Every time, guns open up, tragedies scatter around. The new routine in last three decades suggests that the political beings from all sides, cutting across party affiliations and political ideologies, resort to strikes, condemnations as the government normally constitutes special enquiries and registration of the FIR in the concerned police stations.

The same drill followed after a series of killings in the twin Shopian villages. Some people questioned the SOP and some accused the government of being incompetent enough to prevent these incidents that spilled the blood. All these actions at the government level did not, anyway, impact the ground zero. Strikes, curfews and statements still continue and a few days later, the situation is expected to gradually limp back to the routine. This was precisely what a Communist leader told the state assembly that the condemnations have become a mere fashion and is not contributing positively towards Kashmir that is caught in a serious crisis for the last 30 years now.

Most of the official set-up tends to believe that the crisis survives in the massive physical infrastructure that came up in last 30 years with the sole objective of crushing militancy: the concertina wire-fenced huge premises of garrisons and the buildings housing tens of thousands of battle-ready personnel. The fact is the real crisis in the legal infrastructure that was either enforced by Delhi remotely through the governors or was legislated by the state assembly.

 Successive state governments have set up hundreds of magisterial investigations and thousands of FIRs in police records mentioning various armed and paramilitary forces as accused in various cases of violations of human rights.

But not in many of these cases have these investigations resulted in the delivery of justice.

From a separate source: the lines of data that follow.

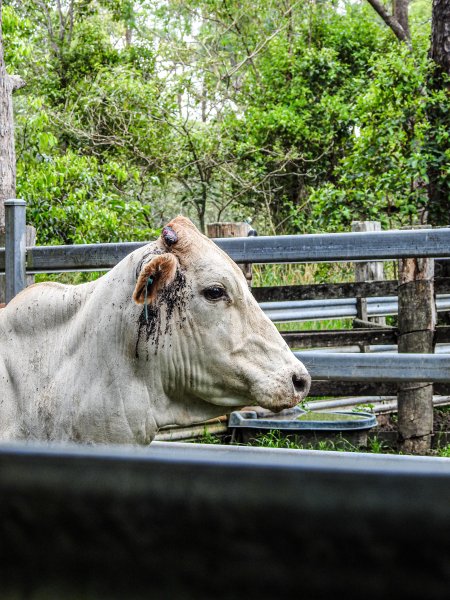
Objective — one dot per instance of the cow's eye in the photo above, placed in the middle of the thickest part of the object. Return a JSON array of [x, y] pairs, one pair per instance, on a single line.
[[215, 292]]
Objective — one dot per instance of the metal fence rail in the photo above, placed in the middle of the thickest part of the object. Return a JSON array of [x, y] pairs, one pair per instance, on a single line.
[[348, 366], [183, 521], [330, 247], [314, 310]]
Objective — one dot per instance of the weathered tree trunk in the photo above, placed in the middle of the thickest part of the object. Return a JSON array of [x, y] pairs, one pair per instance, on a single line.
[[7, 151], [416, 323], [439, 185]]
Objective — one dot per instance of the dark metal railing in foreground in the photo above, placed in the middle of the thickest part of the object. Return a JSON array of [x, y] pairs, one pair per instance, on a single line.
[[200, 522]]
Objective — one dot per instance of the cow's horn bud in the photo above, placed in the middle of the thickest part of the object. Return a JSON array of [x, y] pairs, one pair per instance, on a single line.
[[169, 236]]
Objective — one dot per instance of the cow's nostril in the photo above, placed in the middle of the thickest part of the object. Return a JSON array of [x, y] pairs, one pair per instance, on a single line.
[[301, 383]]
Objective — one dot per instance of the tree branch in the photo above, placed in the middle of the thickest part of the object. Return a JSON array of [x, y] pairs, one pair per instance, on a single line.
[[390, 21]]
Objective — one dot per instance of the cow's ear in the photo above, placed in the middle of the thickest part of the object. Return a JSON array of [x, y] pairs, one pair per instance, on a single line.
[[156, 274]]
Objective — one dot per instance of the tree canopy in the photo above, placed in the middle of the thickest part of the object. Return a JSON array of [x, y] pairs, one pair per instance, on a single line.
[[299, 115]]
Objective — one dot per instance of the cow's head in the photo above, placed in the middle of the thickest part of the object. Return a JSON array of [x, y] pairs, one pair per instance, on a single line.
[[199, 313]]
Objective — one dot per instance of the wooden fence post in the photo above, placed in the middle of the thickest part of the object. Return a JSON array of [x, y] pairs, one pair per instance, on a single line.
[[416, 324], [367, 271], [221, 230], [30, 241]]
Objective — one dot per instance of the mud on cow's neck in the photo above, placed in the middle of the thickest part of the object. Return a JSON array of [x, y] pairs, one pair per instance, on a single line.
[[157, 320]]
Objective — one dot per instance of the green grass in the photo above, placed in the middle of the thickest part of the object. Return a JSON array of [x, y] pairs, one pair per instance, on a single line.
[[276, 439], [69, 278]]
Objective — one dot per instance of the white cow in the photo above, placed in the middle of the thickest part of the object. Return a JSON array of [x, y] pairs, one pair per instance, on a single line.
[[171, 335]]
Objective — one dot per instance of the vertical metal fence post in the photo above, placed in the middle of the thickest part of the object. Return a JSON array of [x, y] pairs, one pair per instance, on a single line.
[[15, 247]]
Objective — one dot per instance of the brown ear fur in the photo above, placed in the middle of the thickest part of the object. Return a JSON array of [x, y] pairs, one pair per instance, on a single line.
[[163, 269]]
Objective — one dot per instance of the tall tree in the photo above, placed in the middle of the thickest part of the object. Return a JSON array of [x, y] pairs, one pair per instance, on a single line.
[[8, 84], [438, 116]]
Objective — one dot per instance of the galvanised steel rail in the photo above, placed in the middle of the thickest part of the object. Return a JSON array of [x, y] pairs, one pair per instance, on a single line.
[[200, 522], [349, 366], [314, 310], [329, 247]]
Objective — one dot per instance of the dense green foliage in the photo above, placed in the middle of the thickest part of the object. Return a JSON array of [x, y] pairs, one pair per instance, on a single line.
[[300, 116]]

This was purely the reason why a BJP lawmaker recently ridiculed the state police by daring them to register as many cases as possible against the army because it will not matter as long as Armed Forces Special Powers Act is in the place.

Even the records revealed by the state Home Ministry in the about to conclude budget session vindicates his claim.

Between 1990 and 2018, the records suggest 293 cases of “alleged custodial killings” were registered against various security agencies and 170 of them were “un-traced”, four cases were declined, 10 were not admitted at all, 44 are still under investigation and 65 were actually challened before the courts of law.

There were 99 cases registered in custodial disappearances of which three were not admitted, 52 were untraced, 36 are under-investigation and only eight were challened.

 Besides, there were 90 rapes or molestation cases against the security agencies of which 13 were not admitted, nine were untraced, one is under investigation and 67 have been charge-sheeted before the competent courts. The state government has sent as many as 33 cases to the ministry of defence for according sanction for prosecution but in 14 cases it has either been denied or the case has been closed. In rest of the cases, it is work in progress.

The number of cases actually indicates that the state’s governance system and the police is seemingly subjective in the registration of the cases, given the magnitude of the crisis in Kashmir and other parts of the state have been witnessing. The number of youth who vanished in custody run in thousands.

While any improvement in the situation is directly linked to the failure in Delhi and Srinagar in engaging Islamabad and the people of Kashmir, the system of justice should not deliberately stop working. The absence of a clear justice delivery system is aiding in perpetuating the crisis that has enormous costs to Kashmir, a small population.

While the successive governments have failed in ceasing these opportunities by permitting its appendages to resort to abuse and misuse of the public authority, the serial Shopian killings could still be a test case of restoring the credibility of justice and governance systems. The assembly debates suggested that the opposition benches were not against the idea of approaching this case with some consensus. Even the vocal lawmaker who is on the boycott of the session had suggested that all the lawmakers must go for a joint march outside the Lok Sabha to impress upon Delhi against the frequent bloodshed in Kashmir.